Maybe it was because Ayasha had laughed at the latest fad for things Arabic. "They think it's so glamorous, the life of the harim," she had said, that lean, hooknosed face profiled in the splendor of the cool Paris sun that poured through the windows of their parlor in the Rue de 1'Aube. Beadwork glittered in her brown hands.
"To do nothing except make yourself beautiful for a man... like your little placees. As if each of them assumes that she's the favorite of the harim, and not some lowly odalisque who spends most of her day polishing other women's toenails or washing other women's sheets. And the harim is of course always that of a wealthy man, who can afford sorbets and oils and silken trousers instead of cheap hand-me-downs that have to last you three years."
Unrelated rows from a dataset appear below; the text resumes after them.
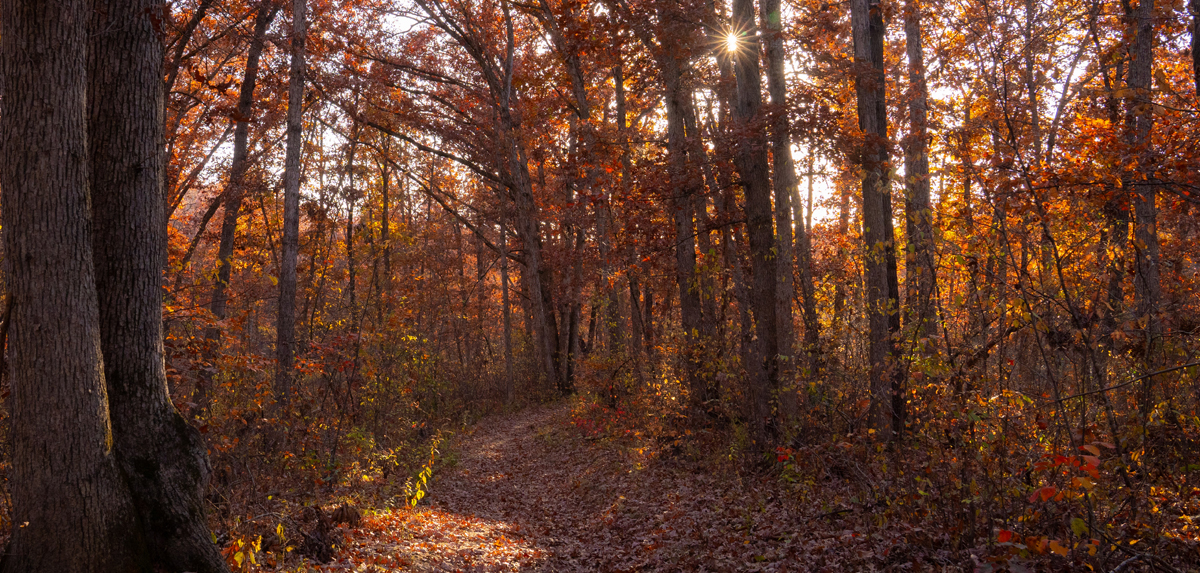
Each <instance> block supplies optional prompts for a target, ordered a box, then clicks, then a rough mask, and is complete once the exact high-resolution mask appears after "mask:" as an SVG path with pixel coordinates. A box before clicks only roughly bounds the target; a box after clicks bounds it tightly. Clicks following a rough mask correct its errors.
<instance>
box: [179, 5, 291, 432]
mask: <svg viewBox="0 0 1200 573" xmlns="http://www.w3.org/2000/svg"><path fill="white" fill-rule="evenodd" d="M276 12H278V7H277V6H275V5H272V4H271V2H264V4H262V5H260V6H259V7H258V14H257V16H256V17H254V36H253V38H252V40H251V43H250V52H248V53H247V55H246V73H245V76H244V77H242V80H241V90H240V91H239V94H238V114H236V116H235V117H234V122H235V125H236V126H235V127H234V132H233V163H232V165H230V168H229V183H228V186H227V188H226V192H224V200H223V203H224V218H223V221H222V223H221V242H220V243H218V245H217V279H216V282H214V283H212V297H211V298H210V302H209V310H211V312H212V315H214V316H215V318H216V319H217V320H221V319H224V318H226V313H227V308H228V303H229V291H228V290H229V277H230V275H232V264H230V260H229V259H230V258H232V257H233V242H234V234H235V231H236V230H238V215H239V212H240V211H241V200H242V197H245V191H246V189H245V180H246V169H247V168H248V167H250V164H248V161H247V155H248V150H247V147H248V145H247V141H248V138H250V119H251V116H252V114H253V107H254V88H256V86H257V84H258V62H259V59H260V58H262V55H263V43H264V36H265V35H266V29H268V26H270V24H271V20H272V19H275V13H276ZM204 338H205V342H206V349H208V350H206V354H208V356H206V358H208V360H206V361H208V362H209V364H210V366H211V364H212V363H214V362H216V348H217V346H218V345H220V344H221V330H220V328H216V327H212V328H208V330H206V331H205V333H204ZM211 392H212V369H211V368H209V369H204V370H202V372H200V378H199V380H198V381H197V386H196V397H194V402H196V404H197V405H198V408H199V410H200V411H206V410H208V406H209V402H210V400H211V397H210V393H211Z"/></svg>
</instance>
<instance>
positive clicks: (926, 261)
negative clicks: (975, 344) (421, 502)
mask: <svg viewBox="0 0 1200 573" xmlns="http://www.w3.org/2000/svg"><path fill="white" fill-rule="evenodd" d="M904 34H905V48H906V52H907V55H908V90H910V92H908V135H907V137H906V138H905V141H904V155H905V157H904V162H905V223H906V229H905V230H906V237H907V241H908V248H906V249H905V258H906V264H905V275H906V287H907V289H906V290H907V294H906V300H905V304H906V306H907V312H908V316H910V320H912V321H913V324H914V332H913V336H914V337H916V338H917V339H918V340H920V339H928V338H929V337H930V336H932V334H934V333H935V332H936V330H937V325H936V322H935V320H936V318H935V315H934V313H935V310H934V291H935V288H936V287H935V284H936V283H935V282H936V276H935V272H934V271H935V265H934V221H932V210H931V209H930V203H929V133H928V129H926V125H928V121H929V90H928V88H926V85H925V55H924V52H923V48H922V40H920V2H919V1H918V0H907V1H906V2H905V7H904Z"/></svg>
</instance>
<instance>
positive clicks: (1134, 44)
mask: <svg viewBox="0 0 1200 573" xmlns="http://www.w3.org/2000/svg"><path fill="white" fill-rule="evenodd" d="M1153 13H1154V0H1141V1H1140V2H1139V5H1138V7H1136V8H1134V10H1133V13H1132V14H1129V16H1130V17H1132V20H1133V22H1132V24H1133V25H1134V38H1133V44H1132V46H1130V47H1129V55H1130V59H1129V60H1130V61H1129V76H1128V79H1127V85H1128V88H1129V92H1130V97H1129V98H1128V99H1127V103H1126V104H1127V110H1126V113H1127V116H1126V121H1127V138H1128V141H1129V146H1130V149H1132V152H1133V153H1134V156H1135V157H1136V158H1138V173H1127V174H1126V177H1124V181H1123V183H1124V187H1126V188H1127V189H1128V191H1129V192H1130V193H1129V194H1130V198H1132V199H1133V211H1134V229H1133V242H1134V261H1135V264H1136V269H1138V275H1136V278H1135V279H1134V297H1135V302H1136V306H1138V320H1139V322H1141V324H1142V325H1144V326H1142V327H1144V328H1145V333H1146V338H1145V364H1146V369H1147V370H1153V369H1154V368H1156V367H1157V364H1158V361H1159V360H1160V356H1159V352H1160V350H1162V337H1163V324H1162V320H1160V318H1159V315H1158V310H1159V304H1160V302H1162V297H1163V290H1162V285H1160V284H1159V271H1158V267H1159V246H1158V209H1157V206H1156V205H1154V201H1156V197H1157V194H1158V189H1157V187H1156V183H1154V181H1153V179H1154V175H1153V167H1152V161H1153V153H1152V151H1151V149H1150V147H1151V140H1150V131H1151V128H1152V127H1153V123H1154V115H1153V109H1152V104H1151V103H1152V98H1153V95H1152V94H1151V76H1152V71H1153V64H1154V52H1153V47H1154V20H1153ZM1152 382H1153V378H1152V376H1151V378H1147V379H1146V381H1145V382H1144V386H1142V396H1141V399H1140V403H1141V408H1142V414H1144V415H1148V412H1150V410H1148V409H1150V408H1152V402H1153V400H1152V396H1151V391H1152Z"/></svg>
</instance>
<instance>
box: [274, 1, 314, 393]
mask: <svg viewBox="0 0 1200 573" xmlns="http://www.w3.org/2000/svg"><path fill="white" fill-rule="evenodd" d="M307 11H308V4H307V1H306V0H293V1H292V64H290V66H289V70H288V74H289V76H288V129H287V151H286V153H287V156H286V158H284V162H283V239H282V241H281V243H282V245H281V249H282V257H281V258H280V302H278V315H277V319H276V322H275V361H276V367H275V368H276V370H275V399H276V402H277V403H278V404H281V405H282V406H284V408H286V406H287V405H288V404H289V402H290V398H292V368H293V364H294V363H295V343H296V316H295V312H296V259H298V258H299V254H300V153H301V151H302V149H301V146H302V143H304V141H302V140H301V138H302V135H304V88H305V41H306V38H307V34H308V23H307Z"/></svg>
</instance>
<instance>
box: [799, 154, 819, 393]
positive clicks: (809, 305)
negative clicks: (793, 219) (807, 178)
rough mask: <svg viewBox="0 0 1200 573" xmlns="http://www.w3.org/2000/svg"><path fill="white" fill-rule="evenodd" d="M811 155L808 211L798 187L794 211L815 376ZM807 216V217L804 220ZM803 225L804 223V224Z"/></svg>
mask: <svg viewBox="0 0 1200 573" xmlns="http://www.w3.org/2000/svg"><path fill="white" fill-rule="evenodd" d="M812 162H814V159H812V155H809V164H808V173H806V176H808V182H809V203H808V211H806V212H805V210H804V209H803V207H802V206H800V205H802V203H800V194H799V186H794V187H793V188H794V192H796V194H794V195H793V197H792V211H793V212H794V213H796V222H797V223H796V229H797V236H796V239H797V240H796V266H797V269H798V270H799V279H800V296H802V297H803V301H802V302H803V306H804V314H803V315H804V352H805V354H806V355H808V364H806V366H808V372H806V374H808V376H816V375H817V374H818V370H820V369H821V322H820V321H818V320H817V301H816V288H815V287H814V284H812V177H814V176H815V175H816V174H815V173H812ZM805 215H806V216H808V218H806V219H805ZM802 222H804V223H803V224H802Z"/></svg>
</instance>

She shook her head, a Moroccan desert witch incompletely disguised as a French bonne femme. The huge black eyes laughed in a face that shouldn't have been beautiful but was. "Like dreaming about living in one of these castles up here, without having seen a castle, which look horribly uncomfortable to me. And of course, the dreamer is always the queen."
Ayasha had left Algiers at the age of fourteen with a French soldier rather than go into the harim her father had chosen for her. When January met her, even at eighteen she had risen from seamstress to designer with a very small-but spotlessly clean-shop of her own, and had little time for the romantic legends of the East.